[QFJ-923] FileStore is leaking file handles Created: 20/Apr/17  Updated: 27/Jul/17  Resolved: 19/Jul/17

Status: Closed
Project: QuickFIX/J
Component/s: Engine
Affects Version/s: 1.6.2, 1.6.3
Fix Version/s: 1.6.4

Type: Bug Priority: Critical
Reporter: Constantin Florescu Assignee: Christoph John
Resolution: Fixed Votes: 0
Labels: Reconnect, logon, timeout
Environment:

All


Issue Links:
Relates
relates to QFJ-552 Message Stores expected to be thread ... Open
relates to QFJ-762 Message stores can become corrupted o... Open

 Description   

The FileStore like all the other stores are not synchronized.
The access to this store, at times, can be done by 2 threads concurrently.

When a session is about to be estabilished, logon request is sent to the server, if the request is not answered by the server in within the timeout period the connection is closed and the reconnect timer starts.

The problem is that when the Timeout Timer [QFJ Timer] fires it also releases [QFJ Message Processor] thread which tries to process EndOfFille/Stream event, both threads will try to reset the MessageStore on next().

During the reset() the FileStore is (re)initialized which causes the following actions: close existing files, open the files, read stores.
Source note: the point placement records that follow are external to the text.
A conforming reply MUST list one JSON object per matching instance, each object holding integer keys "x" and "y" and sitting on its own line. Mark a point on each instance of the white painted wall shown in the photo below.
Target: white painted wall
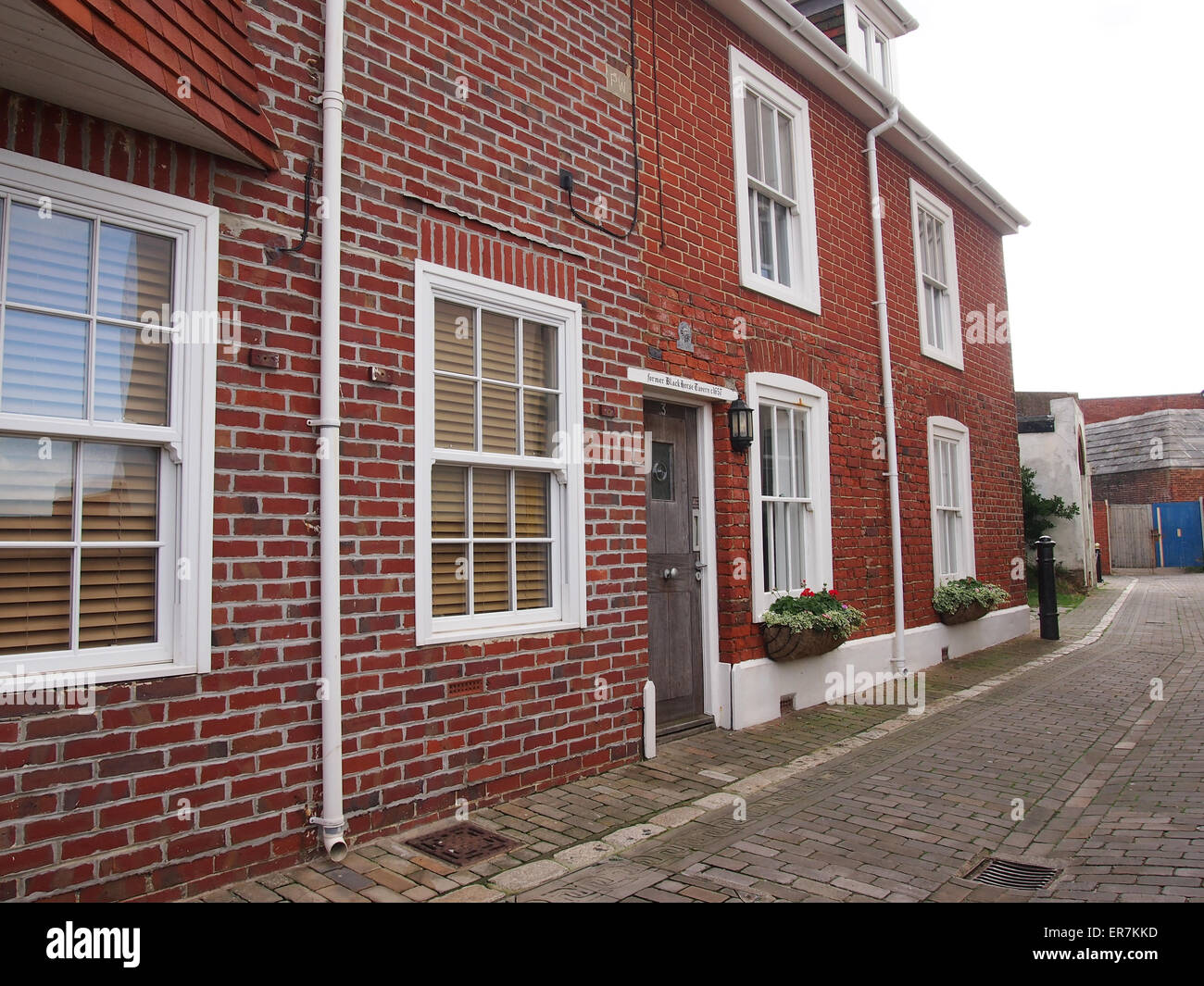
{"x": 1054, "y": 456}
{"x": 759, "y": 686}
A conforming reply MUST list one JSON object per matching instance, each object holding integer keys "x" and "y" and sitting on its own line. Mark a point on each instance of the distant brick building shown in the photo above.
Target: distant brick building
{"x": 571, "y": 237}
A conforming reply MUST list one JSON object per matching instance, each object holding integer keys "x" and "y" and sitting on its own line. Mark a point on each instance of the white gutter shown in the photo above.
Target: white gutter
{"x": 329, "y": 509}
{"x": 898, "y": 662}
{"x": 819, "y": 59}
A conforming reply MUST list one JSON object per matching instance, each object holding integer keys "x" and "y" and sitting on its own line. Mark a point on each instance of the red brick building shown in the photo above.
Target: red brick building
{"x": 570, "y": 239}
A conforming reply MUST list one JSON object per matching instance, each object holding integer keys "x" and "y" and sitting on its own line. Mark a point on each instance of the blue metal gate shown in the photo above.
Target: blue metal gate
{"x": 1181, "y": 544}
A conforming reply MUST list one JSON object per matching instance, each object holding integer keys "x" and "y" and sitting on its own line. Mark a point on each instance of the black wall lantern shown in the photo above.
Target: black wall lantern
{"x": 739, "y": 425}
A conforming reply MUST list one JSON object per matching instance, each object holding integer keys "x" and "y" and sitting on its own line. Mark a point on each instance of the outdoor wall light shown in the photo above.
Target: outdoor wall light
{"x": 739, "y": 425}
When done in parallel, one thread may try to open or read while the other is closing the files resulting in:
1. Read corrupted data from message stores
2. Leak file handles

Some proof:
16:18:28.763 [QFJ Timer] INFO quickfix.FileStore - initialize() called from.
at quickfix.FileStore.initialize(FileStore.java:111) [quickfixj-core-1.6.2.jar:1.6.2]
at quickfix.FileStore.reset(FileStore.java:465) [quickfixj-core-1.6.2.jar:1.6.2]
at quickfix.SessionState.reset(SessionState.java:382) [quickfixj-core-1.6.2.jar:1.6.2]
at quickfix.Session.resetState(Session.java:2503) [quickfixj-core-1.6.2.jar:1.6.2]
at quickfix.Session.disconnect(Session.java:1968) [quickfixj-core-1.6.2.jar:1.6.2]
at quickfix.Session.next(Session.java:1808) [quickfixj-core-1.6.2.jar:1.6.2]
at quickfix.mina.SessionConnector$SessionTimerTask.run(SessionConnector.java:278) [quickfixj-core-1.6.2.jar:1.6.2]

And from:
16:18:28.788 [QFJ Message Processor] INFO quickfix.FileStore - initialize() called from.
at quickfix.FileStore.initialize(FileStore.java:111) [quickfixj-core-1.6.2.jar:1.6.2]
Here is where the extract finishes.